Shelby Law Ruttan says
LOVE these and they are so easy to make. They go great with the Honey Walnut Shrimp and Garlic Scallion Noodles!
Jill's Comfort Zone says
This looks yummy!!!!
Haley says
Crab rangoon is my husband's favorite treat, and I surprised him with these tonight. I, in turn, was surprised with how easy they were and delicious! Thanks for the recipe, I can't wait to make them for friends!!
Donna says
I had no idea you could buy wonton wrappers? Are these just in our local grocery store? Have any great chicken recipes to wrap inside of them? Something without veggies? lol
Priscilla says
I adore crab-rangoon, yours looks so good!
Bunny says
I'm going to have to try this Shelby, I'm going to try my hand at making homemade egg rolls tomorrow and I have pork chops out to make those Maple Chops!!
Katy says
I have to concur, fried must be better LOL Yours looks delish.
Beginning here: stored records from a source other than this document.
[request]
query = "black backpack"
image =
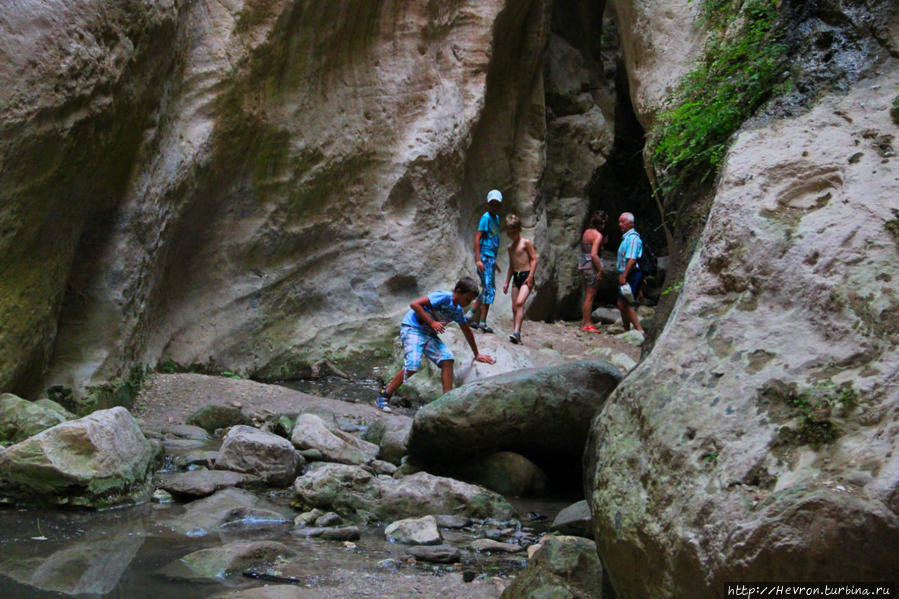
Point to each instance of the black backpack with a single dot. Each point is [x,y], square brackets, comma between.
[648,262]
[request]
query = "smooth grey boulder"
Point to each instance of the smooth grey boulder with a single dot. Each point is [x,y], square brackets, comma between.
[201,482]
[352,491]
[494,546]
[335,445]
[561,567]
[414,531]
[20,418]
[100,460]
[228,508]
[214,417]
[264,455]
[544,414]
[216,563]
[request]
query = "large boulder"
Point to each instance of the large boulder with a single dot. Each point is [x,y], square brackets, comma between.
[228,508]
[264,455]
[563,567]
[758,441]
[20,418]
[544,414]
[353,491]
[97,461]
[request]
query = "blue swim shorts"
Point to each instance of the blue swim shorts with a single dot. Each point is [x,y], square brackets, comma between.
[635,279]
[488,280]
[417,342]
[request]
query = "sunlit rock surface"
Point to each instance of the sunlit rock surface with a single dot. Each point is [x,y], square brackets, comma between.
[758,440]
[97,461]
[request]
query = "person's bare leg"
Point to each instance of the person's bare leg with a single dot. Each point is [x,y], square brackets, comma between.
[628,315]
[587,308]
[446,374]
[397,380]
[518,301]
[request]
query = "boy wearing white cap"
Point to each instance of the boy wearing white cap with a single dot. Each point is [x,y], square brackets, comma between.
[486,244]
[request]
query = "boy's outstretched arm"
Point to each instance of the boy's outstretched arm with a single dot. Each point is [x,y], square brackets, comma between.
[418,306]
[508,273]
[469,336]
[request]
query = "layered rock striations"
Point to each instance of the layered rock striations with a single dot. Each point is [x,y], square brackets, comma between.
[758,441]
[249,184]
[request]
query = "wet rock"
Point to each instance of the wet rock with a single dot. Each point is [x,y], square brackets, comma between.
[186,431]
[561,567]
[97,461]
[213,417]
[201,482]
[219,562]
[20,418]
[492,546]
[542,413]
[619,360]
[575,520]
[414,531]
[437,554]
[633,337]
[604,315]
[353,491]
[272,591]
[452,521]
[382,467]
[311,432]
[505,472]
[307,518]
[228,508]
[261,454]
[162,496]
[329,519]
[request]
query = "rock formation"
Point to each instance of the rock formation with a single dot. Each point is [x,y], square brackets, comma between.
[755,441]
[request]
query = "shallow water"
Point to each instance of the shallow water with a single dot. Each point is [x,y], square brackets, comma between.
[119,554]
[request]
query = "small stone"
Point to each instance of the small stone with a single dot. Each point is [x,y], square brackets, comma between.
[162,496]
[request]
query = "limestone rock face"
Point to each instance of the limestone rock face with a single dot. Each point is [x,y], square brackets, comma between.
[97,461]
[20,418]
[660,43]
[248,184]
[758,439]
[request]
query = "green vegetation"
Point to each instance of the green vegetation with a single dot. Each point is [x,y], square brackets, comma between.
[741,68]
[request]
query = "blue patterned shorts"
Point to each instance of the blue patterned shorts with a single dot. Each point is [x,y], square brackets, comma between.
[417,343]
[488,282]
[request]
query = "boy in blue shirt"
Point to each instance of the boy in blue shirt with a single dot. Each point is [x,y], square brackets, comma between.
[486,244]
[418,331]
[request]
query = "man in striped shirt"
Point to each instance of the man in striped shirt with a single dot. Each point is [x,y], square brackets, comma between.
[629,251]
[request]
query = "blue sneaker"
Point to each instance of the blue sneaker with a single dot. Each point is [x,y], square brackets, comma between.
[382,400]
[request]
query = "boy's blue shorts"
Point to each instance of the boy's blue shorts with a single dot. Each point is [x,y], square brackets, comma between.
[488,280]
[417,343]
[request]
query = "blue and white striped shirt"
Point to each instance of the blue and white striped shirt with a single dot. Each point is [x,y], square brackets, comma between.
[631,247]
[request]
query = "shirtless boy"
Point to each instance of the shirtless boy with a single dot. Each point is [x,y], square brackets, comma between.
[522,265]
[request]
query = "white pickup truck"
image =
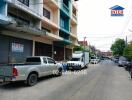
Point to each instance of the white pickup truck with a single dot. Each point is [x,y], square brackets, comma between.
[34,68]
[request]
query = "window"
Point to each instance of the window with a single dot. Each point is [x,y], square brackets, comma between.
[35,59]
[66,2]
[44,60]
[51,61]
[26,2]
[46,13]
[47,30]
[62,23]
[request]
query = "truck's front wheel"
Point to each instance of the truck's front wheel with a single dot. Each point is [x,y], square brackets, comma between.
[32,79]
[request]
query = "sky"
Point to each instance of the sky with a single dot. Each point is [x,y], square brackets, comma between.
[96,23]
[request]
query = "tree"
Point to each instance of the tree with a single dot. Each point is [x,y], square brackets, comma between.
[118,47]
[128,50]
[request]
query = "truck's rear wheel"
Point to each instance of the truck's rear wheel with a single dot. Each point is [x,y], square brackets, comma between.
[59,72]
[32,79]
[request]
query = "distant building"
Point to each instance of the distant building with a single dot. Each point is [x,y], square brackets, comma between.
[117,11]
[83,43]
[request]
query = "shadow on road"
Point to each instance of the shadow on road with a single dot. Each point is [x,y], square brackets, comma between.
[18,85]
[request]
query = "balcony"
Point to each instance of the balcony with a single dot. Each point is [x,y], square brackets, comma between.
[19,5]
[65,9]
[4,20]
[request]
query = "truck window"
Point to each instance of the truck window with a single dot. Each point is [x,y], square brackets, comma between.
[33,59]
[75,59]
[44,60]
[51,61]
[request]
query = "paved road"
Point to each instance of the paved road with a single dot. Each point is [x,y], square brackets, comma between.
[104,81]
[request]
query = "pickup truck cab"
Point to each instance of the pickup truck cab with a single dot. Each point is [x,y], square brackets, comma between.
[34,68]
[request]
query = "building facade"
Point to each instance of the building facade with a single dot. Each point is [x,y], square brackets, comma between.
[37,27]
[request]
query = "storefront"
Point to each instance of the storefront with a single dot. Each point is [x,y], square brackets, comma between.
[14,50]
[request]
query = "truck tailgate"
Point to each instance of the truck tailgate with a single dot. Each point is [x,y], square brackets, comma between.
[5,73]
[6,70]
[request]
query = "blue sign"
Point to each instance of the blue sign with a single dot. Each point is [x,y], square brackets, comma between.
[117,11]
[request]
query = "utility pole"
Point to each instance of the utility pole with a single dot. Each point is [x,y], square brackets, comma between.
[126,40]
[84,42]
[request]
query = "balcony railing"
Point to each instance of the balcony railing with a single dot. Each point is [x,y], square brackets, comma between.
[65,8]
[75,17]
[24,7]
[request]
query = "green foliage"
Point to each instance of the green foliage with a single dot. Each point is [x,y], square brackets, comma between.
[118,47]
[128,50]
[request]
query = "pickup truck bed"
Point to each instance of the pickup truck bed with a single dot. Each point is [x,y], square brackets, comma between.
[6,71]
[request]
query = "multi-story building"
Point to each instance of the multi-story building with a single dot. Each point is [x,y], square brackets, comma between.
[37,27]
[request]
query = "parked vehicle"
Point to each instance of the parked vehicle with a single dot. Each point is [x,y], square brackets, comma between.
[79,60]
[128,66]
[34,68]
[122,61]
[94,60]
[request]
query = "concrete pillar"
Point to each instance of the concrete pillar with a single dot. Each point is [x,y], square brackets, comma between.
[33,51]
[64,53]
[53,50]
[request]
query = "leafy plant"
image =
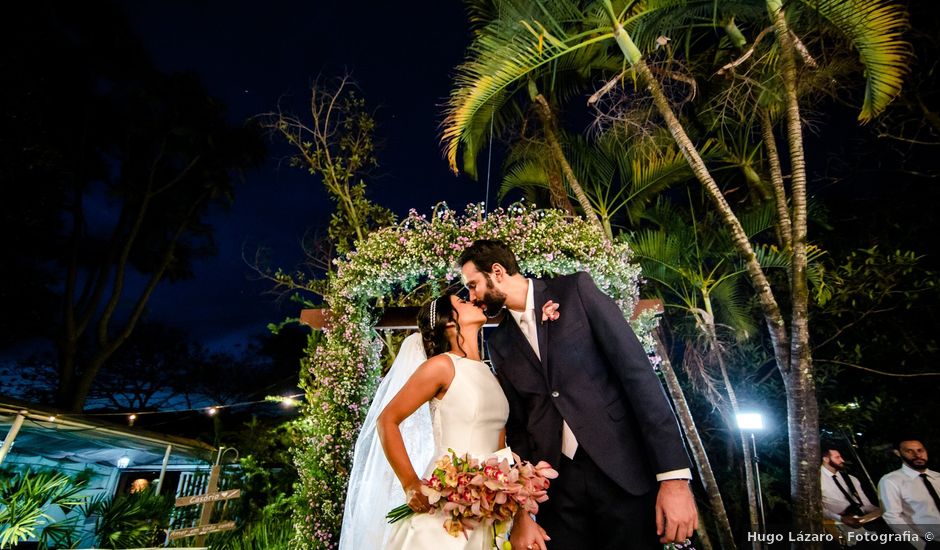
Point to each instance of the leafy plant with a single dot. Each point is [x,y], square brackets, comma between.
[26,500]
[132,520]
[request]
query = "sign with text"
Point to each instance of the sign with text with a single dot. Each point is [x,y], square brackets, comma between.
[208,497]
[201,530]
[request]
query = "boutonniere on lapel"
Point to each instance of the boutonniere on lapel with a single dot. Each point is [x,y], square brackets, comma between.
[550,312]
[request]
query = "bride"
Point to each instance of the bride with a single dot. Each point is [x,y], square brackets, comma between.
[468,412]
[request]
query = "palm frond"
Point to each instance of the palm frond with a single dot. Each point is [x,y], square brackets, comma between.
[875,28]
[731,308]
[527,37]
[527,176]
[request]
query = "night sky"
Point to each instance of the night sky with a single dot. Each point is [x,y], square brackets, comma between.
[254,56]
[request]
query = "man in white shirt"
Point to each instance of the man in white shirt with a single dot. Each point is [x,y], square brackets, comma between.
[909,495]
[844,501]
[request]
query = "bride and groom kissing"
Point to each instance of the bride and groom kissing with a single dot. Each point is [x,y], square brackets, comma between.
[573,387]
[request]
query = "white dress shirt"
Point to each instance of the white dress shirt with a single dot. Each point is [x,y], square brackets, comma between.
[569,444]
[834,502]
[906,502]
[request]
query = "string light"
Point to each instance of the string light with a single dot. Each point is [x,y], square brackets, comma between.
[286,400]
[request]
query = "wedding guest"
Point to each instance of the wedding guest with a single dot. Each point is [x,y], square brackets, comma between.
[909,495]
[844,501]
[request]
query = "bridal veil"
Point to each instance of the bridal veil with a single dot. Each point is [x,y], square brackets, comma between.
[373,489]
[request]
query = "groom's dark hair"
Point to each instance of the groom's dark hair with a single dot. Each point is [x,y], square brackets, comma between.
[484,253]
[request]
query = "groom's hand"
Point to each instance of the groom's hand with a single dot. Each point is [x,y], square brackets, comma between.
[676,516]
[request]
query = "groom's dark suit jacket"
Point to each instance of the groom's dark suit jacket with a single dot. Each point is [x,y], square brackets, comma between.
[595,375]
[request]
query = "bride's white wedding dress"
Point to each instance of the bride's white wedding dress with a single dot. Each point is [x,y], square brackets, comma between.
[468,419]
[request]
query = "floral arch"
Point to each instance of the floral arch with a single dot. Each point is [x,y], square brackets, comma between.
[341,371]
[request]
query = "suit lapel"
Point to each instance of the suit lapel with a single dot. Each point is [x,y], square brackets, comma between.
[539,298]
[509,333]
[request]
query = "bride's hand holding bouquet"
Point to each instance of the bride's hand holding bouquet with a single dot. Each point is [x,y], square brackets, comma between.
[471,492]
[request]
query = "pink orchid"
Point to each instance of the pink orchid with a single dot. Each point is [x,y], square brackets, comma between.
[550,311]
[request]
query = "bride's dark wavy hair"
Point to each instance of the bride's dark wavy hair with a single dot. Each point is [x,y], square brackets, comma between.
[434,331]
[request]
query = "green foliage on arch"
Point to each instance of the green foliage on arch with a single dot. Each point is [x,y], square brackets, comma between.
[341,371]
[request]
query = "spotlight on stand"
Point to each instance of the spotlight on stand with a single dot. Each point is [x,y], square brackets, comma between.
[124,461]
[751,422]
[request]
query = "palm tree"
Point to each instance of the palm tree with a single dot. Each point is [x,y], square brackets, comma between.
[27,500]
[508,50]
[620,182]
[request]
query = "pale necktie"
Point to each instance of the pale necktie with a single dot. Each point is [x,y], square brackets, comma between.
[569,444]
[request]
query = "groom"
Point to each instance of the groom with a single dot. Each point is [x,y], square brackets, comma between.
[582,396]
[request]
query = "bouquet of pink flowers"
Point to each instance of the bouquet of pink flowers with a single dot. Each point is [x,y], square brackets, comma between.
[471,492]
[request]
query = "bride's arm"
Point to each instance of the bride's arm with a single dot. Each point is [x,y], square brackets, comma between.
[430,380]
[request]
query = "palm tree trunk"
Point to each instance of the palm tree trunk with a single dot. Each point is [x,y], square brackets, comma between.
[776,325]
[749,481]
[554,144]
[784,229]
[702,464]
[802,409]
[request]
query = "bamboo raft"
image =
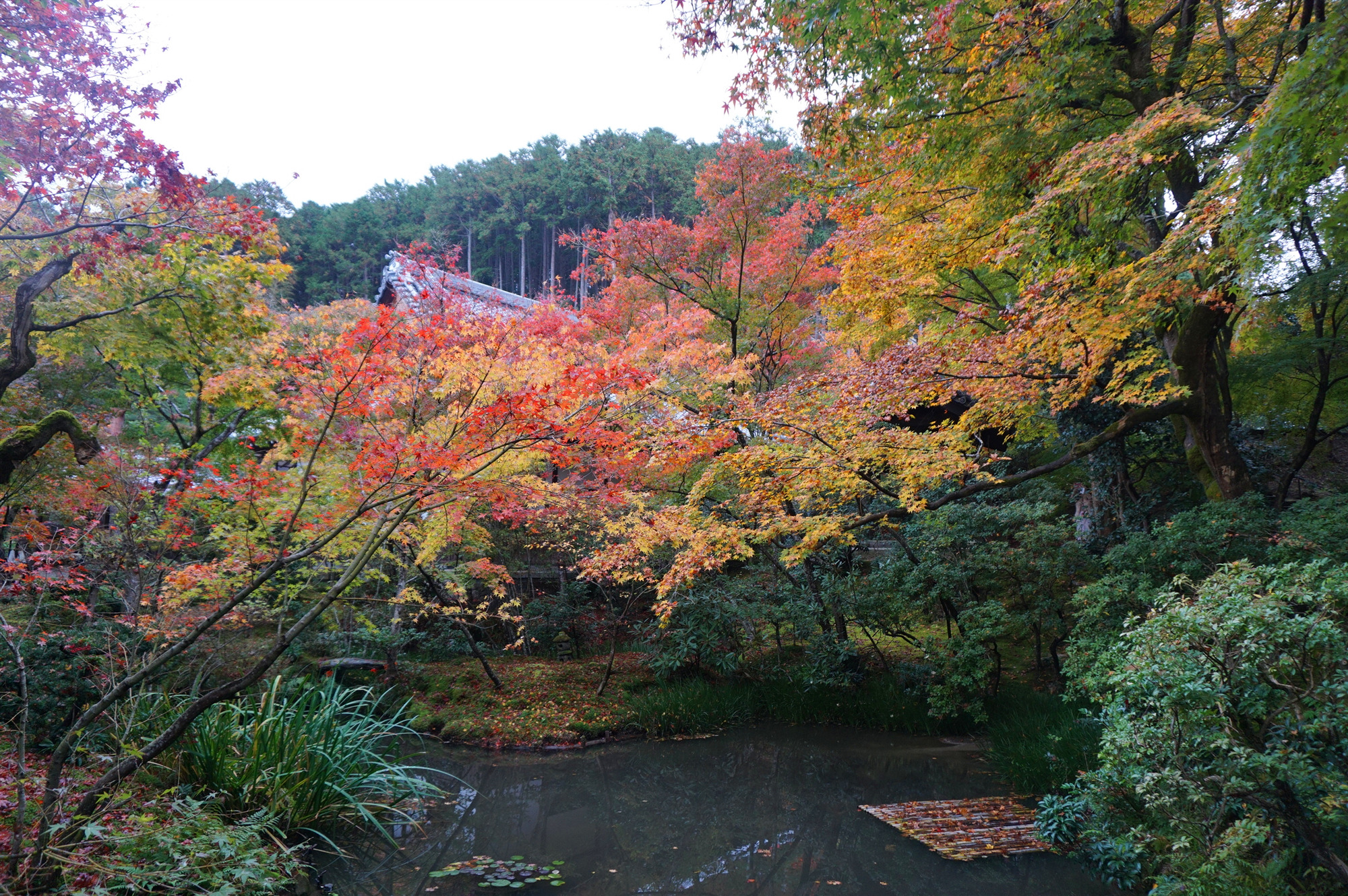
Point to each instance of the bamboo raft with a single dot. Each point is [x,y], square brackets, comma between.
[966,829]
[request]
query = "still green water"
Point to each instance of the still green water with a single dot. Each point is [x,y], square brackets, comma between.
[761,810]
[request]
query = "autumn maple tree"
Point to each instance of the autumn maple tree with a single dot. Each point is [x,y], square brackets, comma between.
[1037,227]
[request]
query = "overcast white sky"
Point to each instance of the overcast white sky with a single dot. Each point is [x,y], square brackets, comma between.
[351,94]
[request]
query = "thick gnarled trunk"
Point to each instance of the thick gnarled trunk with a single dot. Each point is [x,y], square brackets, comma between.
[1198,348]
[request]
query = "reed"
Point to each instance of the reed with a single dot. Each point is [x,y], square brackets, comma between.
[1040,742]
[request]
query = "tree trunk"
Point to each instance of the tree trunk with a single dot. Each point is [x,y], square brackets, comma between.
[613,653]
[22,356]
[1198,352]
[28,441]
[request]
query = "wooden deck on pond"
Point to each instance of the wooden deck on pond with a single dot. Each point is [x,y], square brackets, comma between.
[966,829]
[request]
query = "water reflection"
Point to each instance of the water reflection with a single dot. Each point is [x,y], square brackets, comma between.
[762,810]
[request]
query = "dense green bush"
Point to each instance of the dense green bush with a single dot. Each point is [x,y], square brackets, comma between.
[197,852]
[1225,751]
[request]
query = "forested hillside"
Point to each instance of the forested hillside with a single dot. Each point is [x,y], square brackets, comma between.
[506,214]
[1012,404]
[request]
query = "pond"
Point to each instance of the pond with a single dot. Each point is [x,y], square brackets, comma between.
[760,810]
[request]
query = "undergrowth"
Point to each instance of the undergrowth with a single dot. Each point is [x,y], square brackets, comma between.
[700,707]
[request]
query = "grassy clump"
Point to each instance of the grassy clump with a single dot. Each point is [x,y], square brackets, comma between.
[324,758]
[543,701]
[1039,742]
[700,707]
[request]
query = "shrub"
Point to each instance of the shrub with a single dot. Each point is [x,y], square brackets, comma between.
[1225,744]
[197,852]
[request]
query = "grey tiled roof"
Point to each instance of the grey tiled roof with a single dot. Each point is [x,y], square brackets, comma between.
[408,282]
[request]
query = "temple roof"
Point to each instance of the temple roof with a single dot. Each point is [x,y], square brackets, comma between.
[408,284]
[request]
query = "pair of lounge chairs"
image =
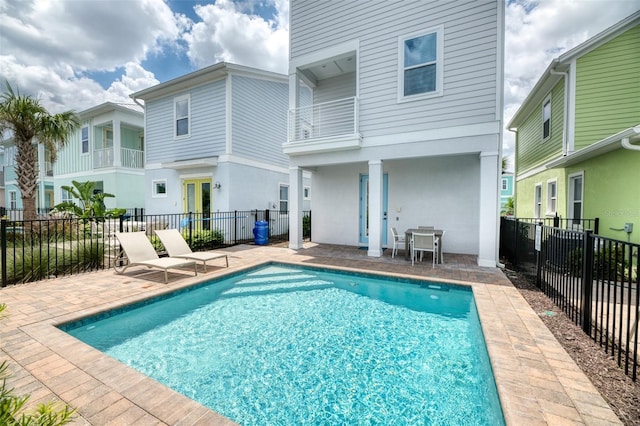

Did they measure up to Hyvee's?
duodishes says
Again, no need for takeout here! They look great.
J.Danger says
My husband is going to love you! He will die when I make this for him. Well, assuming I do it right!
Apples and Butter says
I've never thought of making my own crab rangoon at home! These look absolutely decadent!
Bobby says
crab rangoons are the best! I could eat tons of these things, they look great.
Elizabeth says
I love these - yours look amazing! Nice job!